We will use 70 PCs as this maximised the number of eQTL discoveries using permutations.
source ~/.bashrc
cd $eqtl_path
ml foss/2018b
ml Rmath/3.6.1-GCCcore-7.3.0
ml GSL/2.5-GCCcore-7.3.0
ml Eigen/3.3.7
ml Boost/1.67.0-foss-2018b
mkdir -p 'PC70_nominal'
cd PC70_nominal
ln -s ../PC70/*.bed.gz .
ln -s ../PC70/*.bed.gz.tbi .
ln -s ../PC70/*.cov.txt.gz .
ln -s ../PC70/combined_final.vcf.gz .
ln -s ../PC70/combined_final.vcf.gz.tbi .
for bed in *.bed.gz
do
cell=`echo $bed | sed 's/.bed.gz//'`
fastQTL --vcf combined_final.vcf.gz --bed $bed --out $cell.quantile.txt.gz --normal --cov $cell.cov.txt.gz --commands 22 $cell.commands.22.tmp
sed 's/^ /sbatch --wrap="/; s/$/"/' $cell.commands.22.tmp > $cell.commands.22.txt
sh $cell.commands.22.txt
rm $cell.commands.22.tmp
done
cd $eqtl_path'/PC70_nominal'
grep 'Running time' slurm-* | wc -l
176
176 files successfully completed. All good!

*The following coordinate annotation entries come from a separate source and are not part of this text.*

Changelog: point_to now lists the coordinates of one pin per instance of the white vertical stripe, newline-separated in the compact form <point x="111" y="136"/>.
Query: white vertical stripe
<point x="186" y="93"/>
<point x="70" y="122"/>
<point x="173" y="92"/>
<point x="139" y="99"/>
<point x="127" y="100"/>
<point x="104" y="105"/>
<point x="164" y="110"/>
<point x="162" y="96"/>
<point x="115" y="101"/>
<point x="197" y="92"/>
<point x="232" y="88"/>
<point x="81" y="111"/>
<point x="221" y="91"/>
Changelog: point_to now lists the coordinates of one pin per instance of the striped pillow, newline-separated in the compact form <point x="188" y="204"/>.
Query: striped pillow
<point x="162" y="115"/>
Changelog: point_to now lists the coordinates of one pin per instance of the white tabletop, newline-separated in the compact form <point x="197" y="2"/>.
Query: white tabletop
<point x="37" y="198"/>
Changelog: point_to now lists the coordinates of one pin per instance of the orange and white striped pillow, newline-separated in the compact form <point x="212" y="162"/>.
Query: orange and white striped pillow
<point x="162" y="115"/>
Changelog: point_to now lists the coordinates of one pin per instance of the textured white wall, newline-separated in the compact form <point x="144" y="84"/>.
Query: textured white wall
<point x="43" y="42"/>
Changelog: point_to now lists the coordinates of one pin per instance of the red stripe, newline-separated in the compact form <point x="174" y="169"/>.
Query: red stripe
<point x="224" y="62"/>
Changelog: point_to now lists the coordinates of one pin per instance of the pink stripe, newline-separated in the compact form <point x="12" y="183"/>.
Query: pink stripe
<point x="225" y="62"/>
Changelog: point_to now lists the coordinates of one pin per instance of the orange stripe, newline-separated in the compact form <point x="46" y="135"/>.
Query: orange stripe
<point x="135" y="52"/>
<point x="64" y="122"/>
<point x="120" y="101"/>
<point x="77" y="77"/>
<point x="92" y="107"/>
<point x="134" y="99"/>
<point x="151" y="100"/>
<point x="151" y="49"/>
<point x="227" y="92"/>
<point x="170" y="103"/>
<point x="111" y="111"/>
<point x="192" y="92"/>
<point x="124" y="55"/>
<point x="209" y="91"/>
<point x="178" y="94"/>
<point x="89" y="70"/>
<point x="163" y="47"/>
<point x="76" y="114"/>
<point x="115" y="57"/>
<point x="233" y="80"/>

Now let’s gzip the association files and give them a nice name.
cd $eqtl_path'/PC70_nominal'
rm *quantile.txt.gz
rm *.bed.gz
rm *.bed.gz.tbi
rm *cov.txt.gz
rm *.commands.22.txt
rm *.vcf.gz
rm *.vcf.gz.tbi
for f in *.quantile.txt.gz.*
do
gzip $f
x=`echo $f | sed 's/:.\+$/.gz/' | sed 's/.quantile.txt.gz//'`
mv $f.gz $x
done
We will use QTL tools to find independent cis-eQTLs.

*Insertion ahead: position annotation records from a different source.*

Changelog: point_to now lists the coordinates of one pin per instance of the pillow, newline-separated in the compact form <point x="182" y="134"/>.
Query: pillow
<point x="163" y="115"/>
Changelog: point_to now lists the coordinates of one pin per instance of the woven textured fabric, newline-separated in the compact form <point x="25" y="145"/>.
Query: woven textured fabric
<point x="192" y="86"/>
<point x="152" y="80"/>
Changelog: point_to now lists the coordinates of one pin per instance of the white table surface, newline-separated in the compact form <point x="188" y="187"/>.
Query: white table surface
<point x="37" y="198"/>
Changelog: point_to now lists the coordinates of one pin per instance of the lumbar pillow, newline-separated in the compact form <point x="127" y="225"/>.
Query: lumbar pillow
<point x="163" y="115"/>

bed_files_fastqtl <- list.files('data_sensitive/eqtl',pattern='.bed.gz$',full.names = T)
read_fastQTL_write_QTLtools <- function(i){
output_file_name <- gsub('bed.gz','qtltools.bed',bed_files_fastqtl[i]) %>%
gsub('data_sensitive/eqtl/','data_sensitive/eqtl/PC70_indep/',.)
fasqtl <- read_tsv(bed_files_fastqtl[i]) %>%
mutate(pid='.',strand='+') %>%
dplyr::select(`#Chr`:ID,pid,strand,everything())
dir.create('data_sensitive/eqtl/PC70_indep',recursive = TRUE,showWarnings = FALSE)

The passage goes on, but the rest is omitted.